In Etiopia, come segnalato in precedenza, ci sono 800 alunni iscritti, dalla scuola dell’infanzia alla scuola secondaria di secondo grado, l’85% dei quali sono alunni etiopi, i restanti sono alunni italiani e italo – etiopi. I due indirizzi proposti dalla scuola italiana di Addis Abeba (Costruzione, ambiente, territorio; Amministrazione, finanza e marketing) consentono di trovare facilmente lavoro in Etiopia. L’italiano viene quindi scelto per necessità in quanto studiare presso la scuola italiana (ritenuta più competitiva rispetto alle scuole americane, francesi e tedesche presenti in loco) significa avere la certezza di trovare lavoro, anche se non legato direttamente all’italiano. I principali sbocchi sono il turismo, la ristorazione, le costruzioni, l’interpretariato e anche la pubblica amministrazione. Nonostante la forte presenza dei cinesi, l’artigianalità italiana è molto apprezzata. Un altro settore interessante è l’insegnamento.

Come abbiamo visto, dunque, molti studenti cominciano a studiare l’italiano alle scuole superiori e c’è chi desidera proseguire gli studi in Italia. Che cosa offre il sistema universitario italiano ai giovani africani che hanno cominciato a studiare la nostra lingua?

Offre, sempre di più, corsi universitari tenuti esclusivamente in lingua inglese. Come del resto ormai fa anche con gli stessi studenti italiani, resi didatticamentre “stranieri in casa propria”. La scelta dell’inglese nel sistema universitario italiano sta diventando un ostacolo verso l’accesso di studenti da parte della vasta e popolosa Africa francofona. Gli studenti di questi Paesi preferirebbero iscriversi ai corsi universitari tenuti in lingua italiana, più siile al francese e dunque ritenuta più facile da studiare rispetto all’inglese.

Nei Paesi dell’Africa anglofona invece, l’italiano si ritira. Mentre avrebbe ottime ragioni per essere studiato. Pensiamo al caso del Ghana, che ha in Italia la quarta comunità ghanese più numerosa al mondo (la seconda in Europa). Eppure qui l’italiano di fatto non è insegnato né nelle scuole, né da Istituti di cultura, né dalla Società Dante Alighieri o istituzioni private.

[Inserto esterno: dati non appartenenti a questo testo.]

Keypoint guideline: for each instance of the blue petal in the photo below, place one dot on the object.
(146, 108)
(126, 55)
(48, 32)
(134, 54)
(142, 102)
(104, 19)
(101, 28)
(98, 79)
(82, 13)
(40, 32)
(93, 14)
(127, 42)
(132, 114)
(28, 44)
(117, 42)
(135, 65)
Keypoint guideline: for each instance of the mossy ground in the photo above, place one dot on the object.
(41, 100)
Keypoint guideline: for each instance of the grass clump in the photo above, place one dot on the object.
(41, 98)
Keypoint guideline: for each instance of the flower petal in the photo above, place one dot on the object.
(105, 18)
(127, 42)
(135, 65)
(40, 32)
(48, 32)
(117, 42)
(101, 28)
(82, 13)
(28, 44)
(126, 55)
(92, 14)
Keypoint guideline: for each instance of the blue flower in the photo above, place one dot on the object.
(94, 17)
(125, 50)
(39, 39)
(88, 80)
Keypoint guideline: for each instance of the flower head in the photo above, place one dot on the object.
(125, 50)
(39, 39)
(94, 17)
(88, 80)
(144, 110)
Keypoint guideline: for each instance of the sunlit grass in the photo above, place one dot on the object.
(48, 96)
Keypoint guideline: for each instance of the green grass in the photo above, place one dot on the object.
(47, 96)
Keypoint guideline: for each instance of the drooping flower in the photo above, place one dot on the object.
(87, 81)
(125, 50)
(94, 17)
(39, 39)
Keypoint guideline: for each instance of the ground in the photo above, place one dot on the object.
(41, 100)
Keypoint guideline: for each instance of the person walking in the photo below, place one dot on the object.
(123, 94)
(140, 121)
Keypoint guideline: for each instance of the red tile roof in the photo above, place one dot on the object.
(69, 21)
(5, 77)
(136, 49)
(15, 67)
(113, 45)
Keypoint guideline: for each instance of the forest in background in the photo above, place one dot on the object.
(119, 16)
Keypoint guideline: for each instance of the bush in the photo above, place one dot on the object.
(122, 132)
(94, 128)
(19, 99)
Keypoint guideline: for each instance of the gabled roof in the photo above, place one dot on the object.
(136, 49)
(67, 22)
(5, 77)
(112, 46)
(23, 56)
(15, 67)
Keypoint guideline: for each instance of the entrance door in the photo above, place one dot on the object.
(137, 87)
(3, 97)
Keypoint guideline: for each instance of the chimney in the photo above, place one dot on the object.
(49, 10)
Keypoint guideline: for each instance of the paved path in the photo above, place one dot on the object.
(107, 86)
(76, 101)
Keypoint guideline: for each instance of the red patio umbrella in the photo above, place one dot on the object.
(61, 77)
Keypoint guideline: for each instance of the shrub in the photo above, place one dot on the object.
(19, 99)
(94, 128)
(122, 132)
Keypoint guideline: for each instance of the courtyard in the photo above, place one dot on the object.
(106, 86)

Siebetcheu parla di una vera e propria crisi dell’italiano nell’Africa anglofona. Questa tendenza negativa è stata analizzata nello studio semplicemente confrontando i dati di questi paesi anglofoni con quelli degli altri paesi africani. La situazione dell’italiano in Uganda e nello Zambia fa notare che l’internazionalizzazione delle scuole italiane prese in esame ha comportato non solo la sostituzione del sistema scolastico di riferimento (quello italiano), ma soprattutto la scomparsa della lingua italiana, quale lingua di insegnamento e come materia curricolare. Come spesso succede, l’internazionalizzazione si è tradotta in anglicizzazione delle scuole. Anche dalla Nigeria, prima economia del continente, con molte aziende italiane e con un numero importante di immigrati in Italia (40 mila nel 2019 secondo i dati Istat), non arrivano notizie confortanti rispetto alla diffusione dell’italiano visto che tutto sembra limitarsi alla Scuola Italiana “Enrico Mattei” di Lagos. A nostro avviso, anche questa questione dell’inglese è una sfida per il prossimo futuro dell’italiano nei paesi anglofoni africani.

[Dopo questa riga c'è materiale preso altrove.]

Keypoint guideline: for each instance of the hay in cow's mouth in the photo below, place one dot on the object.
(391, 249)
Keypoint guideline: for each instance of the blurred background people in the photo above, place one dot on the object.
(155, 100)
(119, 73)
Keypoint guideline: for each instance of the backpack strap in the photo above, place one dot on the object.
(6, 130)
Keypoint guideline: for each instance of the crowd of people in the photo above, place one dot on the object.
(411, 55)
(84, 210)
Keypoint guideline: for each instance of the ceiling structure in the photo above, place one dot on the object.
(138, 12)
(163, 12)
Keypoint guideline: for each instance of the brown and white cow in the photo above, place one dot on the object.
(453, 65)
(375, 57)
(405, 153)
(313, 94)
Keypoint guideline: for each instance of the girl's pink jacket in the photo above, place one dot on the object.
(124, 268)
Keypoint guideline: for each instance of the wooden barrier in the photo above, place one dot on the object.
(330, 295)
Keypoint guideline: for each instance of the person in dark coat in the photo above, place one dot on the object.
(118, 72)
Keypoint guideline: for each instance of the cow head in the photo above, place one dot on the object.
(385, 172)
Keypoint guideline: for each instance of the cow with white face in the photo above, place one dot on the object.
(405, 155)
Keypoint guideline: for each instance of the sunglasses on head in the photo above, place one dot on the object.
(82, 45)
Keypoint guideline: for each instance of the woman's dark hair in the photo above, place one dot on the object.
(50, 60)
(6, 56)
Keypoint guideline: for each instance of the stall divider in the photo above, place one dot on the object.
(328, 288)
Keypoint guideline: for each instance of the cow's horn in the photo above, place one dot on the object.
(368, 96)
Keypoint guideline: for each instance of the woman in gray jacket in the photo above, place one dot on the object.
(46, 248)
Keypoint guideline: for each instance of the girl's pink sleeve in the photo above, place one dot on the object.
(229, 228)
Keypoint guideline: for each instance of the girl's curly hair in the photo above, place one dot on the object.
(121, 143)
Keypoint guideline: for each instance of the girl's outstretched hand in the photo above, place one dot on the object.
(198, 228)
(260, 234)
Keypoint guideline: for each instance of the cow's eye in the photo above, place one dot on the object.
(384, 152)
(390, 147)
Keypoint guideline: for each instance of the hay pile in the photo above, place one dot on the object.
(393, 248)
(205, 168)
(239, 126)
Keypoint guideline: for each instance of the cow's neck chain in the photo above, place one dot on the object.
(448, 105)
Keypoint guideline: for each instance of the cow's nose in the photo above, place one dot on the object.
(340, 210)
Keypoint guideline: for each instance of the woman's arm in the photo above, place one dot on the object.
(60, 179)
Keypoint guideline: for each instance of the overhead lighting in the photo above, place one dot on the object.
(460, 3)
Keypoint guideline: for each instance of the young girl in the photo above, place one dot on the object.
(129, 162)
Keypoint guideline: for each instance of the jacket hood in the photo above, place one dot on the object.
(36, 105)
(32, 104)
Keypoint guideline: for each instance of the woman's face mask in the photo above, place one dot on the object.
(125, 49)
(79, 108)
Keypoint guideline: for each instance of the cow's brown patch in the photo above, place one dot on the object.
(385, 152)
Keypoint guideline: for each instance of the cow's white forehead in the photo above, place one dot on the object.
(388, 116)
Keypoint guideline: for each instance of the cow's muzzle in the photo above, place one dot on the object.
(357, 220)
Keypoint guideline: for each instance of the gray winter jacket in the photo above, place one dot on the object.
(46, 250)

Il professor Siebetcheu lo dice senza mezzi termini: l’italiano è “una lingua ormai molto diffusa, in Africa”, aiutata anche da dinamiche migratorie e di ritorno di migranti nei Paesi di origine. Ma perde molte opportunità per via della mancanza di una politica linguistica organica e adeguatamente finanziata. E, aggiungiamo noi, derivante dalla cronica mancanza di fiducia degli italiani verso se stessi e di conseguenza verso la propria lingua.

L’Africa viene da molti definito il continente del futuro. La sua popolazione potrebbe raddoppiare entro il 2100, sfiorando quota 4 miliardi. Una grande opportunità per l’Europa e per l’Italia. Un continente ricchissimo di materie prima e di risorse naturali, per esempio sole, mare, vento e geotermia che sono la chiave per le energie rinnovabili. Può essere una enorme opportunità per l’Italia. Ma utilizzare solo l’inglese può essere controproducente, lo abbiamo visto. Ecco allora che investire nello studio e nella diffusione della nostra lingua e cultura nei Paesi africani, partendo dai più strategici e promettenti, rappresenta una sfida che può dare enormi risultati già nel medio periodo.

Invitiamo il governo e tutte le forze politiche a coglierla.